Avec cette décision, les ministres des affaires étrangères de l’UE accentuent la pression sur Téhéran avec une quatrième série de mesures en réponse à la spirale de la violence du régime, qui a persécuté des manifestants et condamné à mort et exécuté plusieurs personnes depuis septembre dernier, lorsque la mort de la jeune femme kurde en garde à vue a déclenché une cascade de protestations dans le pays.
Les nouvelles sanctions visent notamment le ministre iranien des Sports et de la Jeunesse, Hamid Sajjadi, à qui l’on reproche de persécuter les athlètes et de les empêcher de s’exprimer au niveau international contre la répression en Iran, ainsi que plusieurs gouverneurs de différentes régions du pays et des commandants du Corps des gardiens de la révolution islamique.

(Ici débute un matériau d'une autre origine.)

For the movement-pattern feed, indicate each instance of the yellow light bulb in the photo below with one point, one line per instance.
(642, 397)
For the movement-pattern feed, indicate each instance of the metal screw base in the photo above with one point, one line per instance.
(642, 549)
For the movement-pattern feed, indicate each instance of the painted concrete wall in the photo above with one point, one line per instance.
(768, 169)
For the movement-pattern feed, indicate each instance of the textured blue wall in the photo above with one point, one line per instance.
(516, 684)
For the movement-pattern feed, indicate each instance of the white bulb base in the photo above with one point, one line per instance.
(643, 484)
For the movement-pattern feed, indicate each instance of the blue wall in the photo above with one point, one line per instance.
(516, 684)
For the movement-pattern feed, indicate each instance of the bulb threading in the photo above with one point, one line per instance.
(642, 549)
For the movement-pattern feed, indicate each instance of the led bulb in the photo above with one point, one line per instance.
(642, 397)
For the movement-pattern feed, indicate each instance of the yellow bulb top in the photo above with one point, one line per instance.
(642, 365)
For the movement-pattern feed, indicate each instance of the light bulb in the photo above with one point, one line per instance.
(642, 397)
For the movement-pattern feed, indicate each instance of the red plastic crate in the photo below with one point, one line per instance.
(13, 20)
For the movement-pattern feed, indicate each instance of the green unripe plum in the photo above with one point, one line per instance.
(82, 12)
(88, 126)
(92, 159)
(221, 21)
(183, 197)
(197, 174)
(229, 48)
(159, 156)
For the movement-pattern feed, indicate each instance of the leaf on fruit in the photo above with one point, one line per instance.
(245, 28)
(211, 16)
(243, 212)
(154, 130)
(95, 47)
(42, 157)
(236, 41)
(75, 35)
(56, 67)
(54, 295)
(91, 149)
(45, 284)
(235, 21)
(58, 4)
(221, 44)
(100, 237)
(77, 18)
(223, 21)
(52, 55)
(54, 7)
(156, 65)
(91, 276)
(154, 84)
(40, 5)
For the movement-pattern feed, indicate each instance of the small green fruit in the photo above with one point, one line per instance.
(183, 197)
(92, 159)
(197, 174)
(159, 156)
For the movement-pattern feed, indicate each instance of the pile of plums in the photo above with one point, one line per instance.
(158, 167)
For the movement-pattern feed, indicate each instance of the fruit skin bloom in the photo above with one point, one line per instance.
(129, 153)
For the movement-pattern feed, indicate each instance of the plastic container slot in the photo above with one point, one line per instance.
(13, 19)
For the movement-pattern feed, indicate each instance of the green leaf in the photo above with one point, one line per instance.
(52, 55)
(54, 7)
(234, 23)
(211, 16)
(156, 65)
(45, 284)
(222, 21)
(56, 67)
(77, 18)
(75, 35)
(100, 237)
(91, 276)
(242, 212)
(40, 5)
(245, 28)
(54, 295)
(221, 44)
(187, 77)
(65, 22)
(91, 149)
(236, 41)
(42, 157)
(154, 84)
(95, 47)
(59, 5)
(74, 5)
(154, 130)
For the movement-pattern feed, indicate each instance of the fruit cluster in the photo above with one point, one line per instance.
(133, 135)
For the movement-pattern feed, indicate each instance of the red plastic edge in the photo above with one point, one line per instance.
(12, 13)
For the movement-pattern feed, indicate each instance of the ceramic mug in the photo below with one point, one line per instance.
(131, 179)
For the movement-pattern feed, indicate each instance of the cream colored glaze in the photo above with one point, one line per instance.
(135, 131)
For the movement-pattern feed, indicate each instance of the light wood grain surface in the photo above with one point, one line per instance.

L’UE a également ajouté 19 entités à sa «liste noire», dont plusieurs branches régionales du Corps des gardiens de la révolution islamique, les forces spéciales de la police iranienne et le Bureau central pour l’ordonnancement du bien et l’interdiction du mal, qui sont tous accusés de déchaîner la violence contre les manifestants en Iran.
Les sanctions s’étendent également à plusieurs entreprises technologiques qui fournissent des services de cybersécurité à Téhéran et qui, selon l’UE, encouragent la censure et la surveillance des manifestants sur les médias sociaux.
«Au peuple iranien : nous vous écoutons», a déclaré le président du Conseil européen, Charles Michel, qui a affirmé que l’UE continuera à soutenir les aspirations des protestations iraniennes pour «la liberté et la dignité». Michel a déclaré que ce nouveau cycle de sanctions est un «message clair» que l’UE ne restera pas sans rien faire face aux violations des droits de l’homme en Iran.
GARDE RÉVOLUTIONNAIRE IRANIENNE Le Conseil «Affaires étrangères» a également débattu de la désignation des Gardiens de la révolution iranienne comme organisation terroriste dans l’UE, une question que des pays comme l’Allemagne défendent, mais qui ne fait pas l’objet d’un consensus au sein de l’UE-27 et pour laquelle il n’y a pas eu de proposition formelle.
Dans les déclarations précédant la réunion, le Haut représentant de l’UE pour la politique étrangère, Josep Borrell, a souligné que cette étape nécessite une décision judiciaire. «Il faut d’abord une décision de justice. Vous ne pouvez pas dire ‘je vous considère comme un terroriste parce que je ne vous aime pas'», a-t-il déclaré depuis Bruxelles.
En ce sens, il a expliqué qu’il doit y avoir une condamnation concrète et qu’ensuite un travail sera fait au niveau européen pour étudier cette inclusion, dont Téhéran a pourtant menacé qu’elle aurait des «conséquences dévastatrices» pour l’accord nucléaire que l’UE cherche à relancer depuis des mois et que les sources diplomatiques européennes déconseillent, comprenant qu’elle «empêche de progresser sur d’autres questions» avec le régime iranien.